Do we need to implement `_prepare_split`?
See original GitHub issueDescribe the bug
I’m not sure this is a bug or if it’s just missing in the documentation, or i’m not doing something correctly, but I’m subclassing DatasetBuilder
and getting the following error because on the DatasetBuilder
class the _prepare_split
method is abstract (as are the others we are required to implement, hence the genesis of my question):
Traceback (most recent call last):
File "/home/jason/source/python/prism_machine_learning/examples/create_hf_datasets.py", line 28, in <module>
dataset_builder.download_and_prepare()
File "/home/jason/.virtualenvs/pml/lib/python3.8/site-packages/datasets/builder.py", line 704, in download_and_prepare
self._download_and_prepare(
File "/home/jason/.virtualenvs/pml/lib/python3.8/site-packages/datasets/builder.py", line 793, in _download_and_prepare
self._prepare_split(split_generator, **prepare_split_kwargs)

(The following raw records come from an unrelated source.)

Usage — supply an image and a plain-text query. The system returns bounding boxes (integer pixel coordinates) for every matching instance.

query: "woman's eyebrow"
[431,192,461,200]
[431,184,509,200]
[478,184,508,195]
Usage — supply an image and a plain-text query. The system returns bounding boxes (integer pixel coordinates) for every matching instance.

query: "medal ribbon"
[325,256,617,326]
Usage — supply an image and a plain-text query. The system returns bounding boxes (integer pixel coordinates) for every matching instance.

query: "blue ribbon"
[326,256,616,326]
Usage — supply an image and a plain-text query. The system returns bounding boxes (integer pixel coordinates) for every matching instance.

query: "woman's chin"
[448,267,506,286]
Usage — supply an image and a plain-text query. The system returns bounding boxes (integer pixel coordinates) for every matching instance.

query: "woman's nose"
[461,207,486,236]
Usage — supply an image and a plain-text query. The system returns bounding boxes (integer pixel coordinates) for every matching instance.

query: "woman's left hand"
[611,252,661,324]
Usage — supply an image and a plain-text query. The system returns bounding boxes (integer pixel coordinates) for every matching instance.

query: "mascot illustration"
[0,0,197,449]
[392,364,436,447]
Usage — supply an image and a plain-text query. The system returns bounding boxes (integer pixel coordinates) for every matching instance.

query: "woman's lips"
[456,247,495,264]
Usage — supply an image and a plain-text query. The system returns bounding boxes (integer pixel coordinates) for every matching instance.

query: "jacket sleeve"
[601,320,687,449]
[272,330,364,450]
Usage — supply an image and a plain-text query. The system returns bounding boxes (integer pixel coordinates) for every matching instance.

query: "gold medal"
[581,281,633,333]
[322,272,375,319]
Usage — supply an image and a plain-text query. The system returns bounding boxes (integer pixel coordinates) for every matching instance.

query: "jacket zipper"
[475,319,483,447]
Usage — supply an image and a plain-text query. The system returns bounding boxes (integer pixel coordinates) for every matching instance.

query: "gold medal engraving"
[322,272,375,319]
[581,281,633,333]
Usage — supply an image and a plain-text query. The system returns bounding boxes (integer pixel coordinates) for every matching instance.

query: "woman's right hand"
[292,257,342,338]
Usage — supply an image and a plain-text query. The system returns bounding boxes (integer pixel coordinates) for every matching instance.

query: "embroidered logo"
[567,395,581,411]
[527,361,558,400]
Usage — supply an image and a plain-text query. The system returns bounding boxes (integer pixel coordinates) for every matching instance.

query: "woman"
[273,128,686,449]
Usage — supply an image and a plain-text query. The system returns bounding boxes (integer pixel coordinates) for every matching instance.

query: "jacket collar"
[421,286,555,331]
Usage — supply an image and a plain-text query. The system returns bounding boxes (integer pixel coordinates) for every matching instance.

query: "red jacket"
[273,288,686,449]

File "/home/jason/.virtualenvs/pml/lib/python3.8/site-packages/datasets/builder.py", line 1124, in _prepare_split
raise NotImplementedError()
NotImplementedError
Steps to reproduce the bug
I will share implementation if it turns out that everything should be working (i.e. we only need to implement those 3 methods the docs mention), but I don’t want to distract from the original question.
Expected behavior
I just need to know if there are additional methods we need to implement when subclassing DatasetBuilder
besides what the documentation specifies -> _info
, _split_generators
and _generate_examples
Environment info
datasets
version: 2.4.0- Platform: Linux-5.4.0-135-generic-x86_64-with-glibc2.2.5
- Python version: 3.8.12
- PyArrow version: 7.0.0
- Pandas version: 1.4.1
Issue Analytics
- State:
- Created 9 months ago
- Comments:11 (4 by maintainers)
Top Results From Across the Web
How to Cook Split Peas + Our Best Split Pea Recipes!
Split peas are most often cooked in another recipe (like Split Pea and Ham soup), but you can also cook split peas "straight"...
Read more >How & Why You Wash Split Peas For Cooking - YouTube
In this episode of Food FAQ Chris will explain why you should wash dried split peas before cooking and he'll share two simple...
Read more >Split Pea Soup Recipe (Stovetop, Crockpot, Instant Pot)
Dried split peas – it's a common misconception to believe split peas need to be soaked before cooking, no soaking is necessary. But...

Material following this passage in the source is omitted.